Myth 1: Speed reading will allow for full comprehension. Studies do indicate that speed reading does not give access to information at an in-depth level; however, speed reading does give access to the key message, points, and purpose and audience of the communication. Consumers can quickly access the overall agenda of the communication: What is the piece of writing's key point or message? Why does this communication exist and how does it serve an agenda: what does the advertiser want from me? In this way, speed reading helps to give people a kind of pull--or anchor--for meaning. Speed reading allows for consumers to create a kind of scaffold for meaning.

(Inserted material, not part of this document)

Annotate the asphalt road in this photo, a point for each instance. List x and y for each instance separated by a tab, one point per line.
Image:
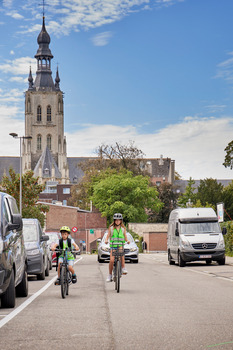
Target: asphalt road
159	307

Myth 2: Speed reading is easier than regular reading. To the contrary, speed reading actually takes practice and skill. Reading the introduction, title, and final paragraph really helps for those who wish to quickly ascertain the purpose of the piece of writing or advertisement. The title, first sentence and final sentence work together, usually, to communicate a main message. Speed reading takes time, effort, practice, and continual use to help the ordinary person to navigate today's world, which is filled with text--not only print or television but also internet or cyber-based.
Myth 3: Speed reading is something that can replace regular reading. Regular reading takes more time and effort because the consumer needs to have the process accumulate meaning as the meaning of the sentences add up, like snow. Unlike snow, the information is not layered in a simplistic lateral way but rather tends to inform meaning in a more three-dimensional way, with ties to associations being something that the brain may process and store on the subliminal level. Regular reading processes differ from person to person; some tend to take notes or use a highlighter pen. Others might annotate the text in order to have notes in the margin. Whatever the process, it is more individualized and is a different process than speed reading, which is a great habit to get into. Scanning text saves time, keeps the mind sharp, and keeps the ordinary person thinking critically, all really vital to being successful, productive, and actualized as individuals in today's contemporary society.